The Kidney Foundation of Canada

Brennen Dobberthien 

Brennen Dobberthien

University of Alberta, Alberta
Supervisor: Dr. Atiyah Yahya

Assessing Kidneys Non-Invasively with MRS: A Potential Tool for Early Detection of Kidney Cancer

2017-2019:  $58,000  |  Allied Health Doctoral Fellowships  |  Category: Cancer


Mr. Brennen Dobberthien is a PhD candidate in Oncology – Medical Physics at the University of Alberta. His educational background includes a Bachelor of Science in Engineering Physics with Nanoengineering Option from the University of Alberta, awarded in 2012. He was admitted to a Master of Science program in Oncology – Medical Physics at the University of Alberta in the same year. In 2015, he transferred to a Doctor of Philosophy program in Oncology – Medical Physics and completed his Doctoral Candidacy Examination in 2016.

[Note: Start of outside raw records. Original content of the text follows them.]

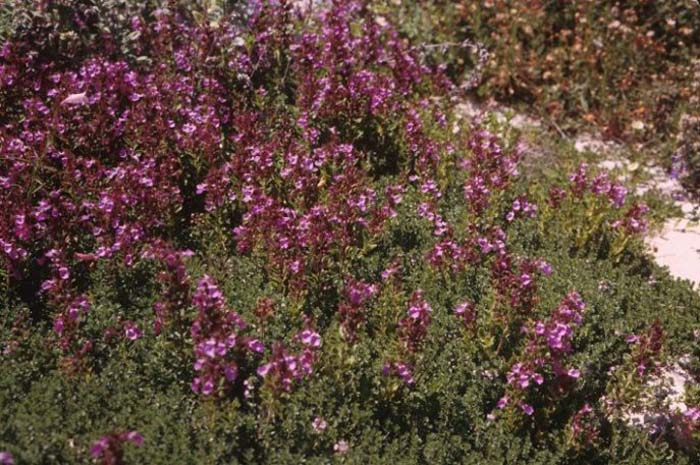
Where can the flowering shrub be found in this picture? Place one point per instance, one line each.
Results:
(263, 236)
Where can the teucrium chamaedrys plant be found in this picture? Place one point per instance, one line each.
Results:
(270, 234)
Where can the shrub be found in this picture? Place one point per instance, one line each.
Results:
(265, 238)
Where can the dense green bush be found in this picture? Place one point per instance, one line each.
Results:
(408, 296)
(625, 66)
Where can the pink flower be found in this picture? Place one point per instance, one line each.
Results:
(131, 331)
(319, 424)
(341, 447)
(75, 99)
(99, 446)
(310, 338)
(527, 408)
(6, 458)
(256, 346)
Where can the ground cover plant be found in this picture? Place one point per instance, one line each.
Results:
(260, 234)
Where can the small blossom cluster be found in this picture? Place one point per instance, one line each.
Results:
(548, 345)
(285, 367)
(219, 346)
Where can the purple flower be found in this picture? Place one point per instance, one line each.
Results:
(527, 408)
(319, 424)
(75, 99)
(341, 447)
(131, 331)
(310, 338)
(256, 346)
(6, 458)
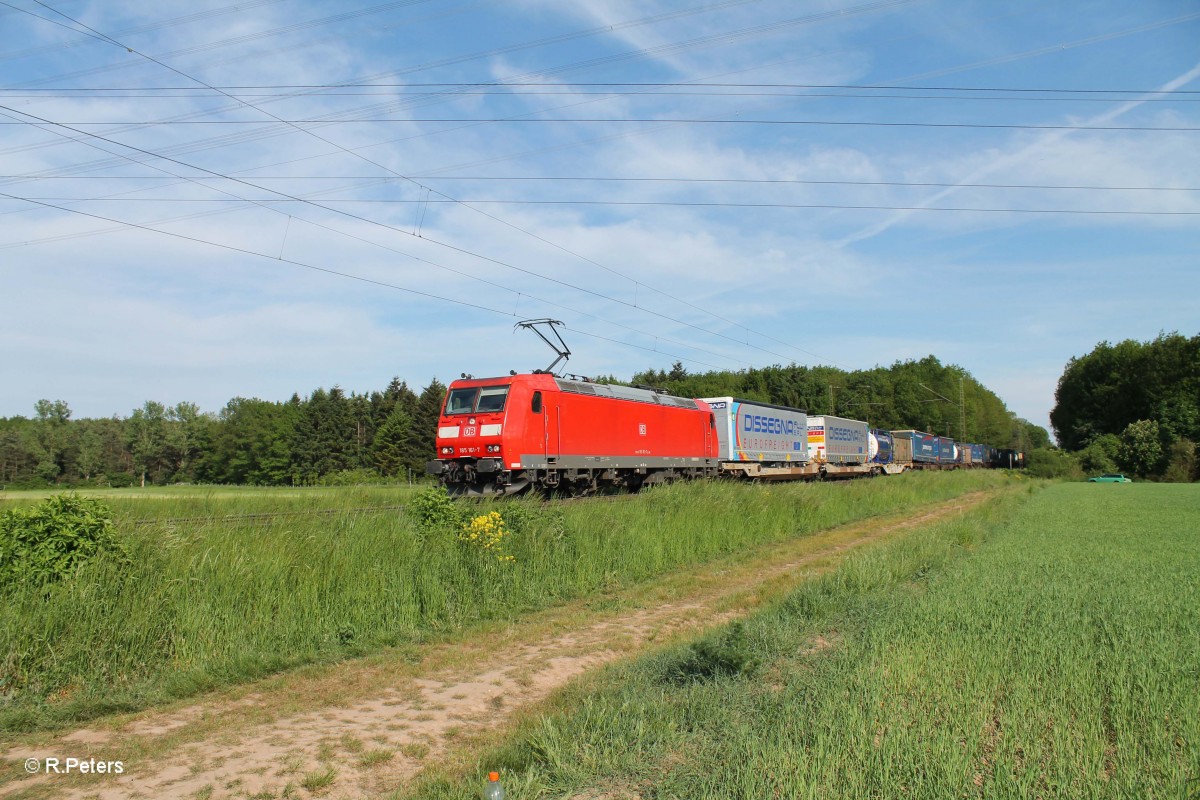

His area of study within Medical Physics is in-vivo nuclear Magnetic Resonance Spectroscopy (MRS), specifically spectral editing for single voxel MRS at 9.4 T, under the supervision of Dr. Atiyah Yahya. Brennen is passionate about in-vivo MRS because of its potential health care applications, specifically for cancer research and diagnosis. He will continue to pursue clinical medical physics as a career path because he is interested in the application of physics to medicine in an effort to improve the lives of cancer patients, including those with kidney cancers such as renal cell carcinoma.

Lay Summary

Kidney cancer kills thousands of Canadians a year, with incidence increasing every year. However, this cancer usually remains undetected in the earlier stages, with many cases being diagnosed at an advanced stage.

New strategies for early detection are needed. One potentially useful method is Magnetic Resonance Spectroscopy (MRS), which can detect chemicals that may have relevance to kidney cancer. Each chemical has a unique signal, which allows us to measure their individual levels with MRS. Typically, studies have been limited to MRS on kidney tissue samples. However, new MRS techniques offer an opportunity to measure these chemicals directly in kidney non-invasively. The number of such studies has been limited due to low sensitivity, breathing motion, and contamination from overlapping signals. This makes it difficult to detect a number of relevant chemicals such as glycine (Gly), glutamate (Glu), glutamine (Gln), gamma-aminobutyric acid (GABA), scyllo-inositol (Scyllo), and betaine (Bet). The levels of all of these chemicals have been shown to be altered in cancerous kidney tissue compared to normal tissue, and they may be valuable for early diagnosis.

In order to overcome the challenges associated with the use of MRS directly in kidney, we will look at optimizing techniques to improve measurements while mitigating the problems caused by low sensitivity, breathing motion, and signal contamination. We previously optimized a detection sequence for the improved measurement of Gly, Glu, and Gln in rat brain. Our goals include addressing the challenges of breathing motion, investigating the feasibility of measuring Glu, Gln, and GABA simultaneously, and exploring the measurement of Scyllo and Bet directly in rat kidney. This work will enable the assessment of kidney chemicals non-invasively and can be applied to study kidney cancer in humans. The information gained from these studies may enable methods of early detection and diagnosis of kidney cancer.